The legislation provides comprehensive protections against voter suppression, discrimination, or intimidation. The bill, sponsored by Jennifer McClellan in the Senate, and Delegate Marcia Price in the House, prohibits any state or local policy from denying or restricting the right to vote of any Virginian simply because of their race, color, or membership in a language minority group.
“At a time when voting rights are under attack across our country, Virginia is expanding access to the ballot box, not restricting it,” said Governor Northam. “With the Voting Rights Act of Virginia, our Commonwealth is creating a model for how states can provide comprehensive voter protections that strengthen democracy and the integrity of our elections. I am proud to support this historic legislation, and I urge Congress to follow Virginia’s example.”

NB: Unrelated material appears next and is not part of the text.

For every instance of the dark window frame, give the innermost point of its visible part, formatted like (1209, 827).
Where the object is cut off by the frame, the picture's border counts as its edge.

Much like the John Lewis Voting Rights Advancement Act proposed at the federal level, the Virginia law will restore and build on provisions of the since-gutted 1965 federal Voting Rights Act. In June 2013, the United States Supreme Court struck down the requirement that several counties and nine states with a history of racial discrimination—including Virginia—seek pre-clearance before making voting changes. Since that time, dozens of states have considered and passed new laws that restrict voting rights.
“The Voting Rights Act of Virginia is a huge victory for our democracy,” said Senator Jennifer McClellan. “While other states are threatening voting rights, Virginia took a major step today to protect the right to vote. I am proud that our Commonwealth is leading the way, becoming the first state in the South to pass a Voting Rights Act. This law will help to safeguard every Virginian’s access to the ballot for generations to come.”
The Voting Rights Act of Virginia prohibits discrimination in elections administration, requires local election officials to get feedback or pre-approval for voting changes, and allows individuals to sue in cases of voter suppression.
It requires localities seek public comment or pre-approval from the Office of the Attorney General on any proposed voting changes, and empowers voters and/or the Attorney General to sue in cases of voter suppression.
Civil penalties awarded as a result of voting discrimination will go towards a newly-established Voter Education and Outreach Fund.
Additionally, the Voting Rights Act of Virginia prohibits at-large local elections if they dilute the voting power of racial minorities. It also ensures accessibility by requiring local election officials provide voting materials in foreign languages, as needed.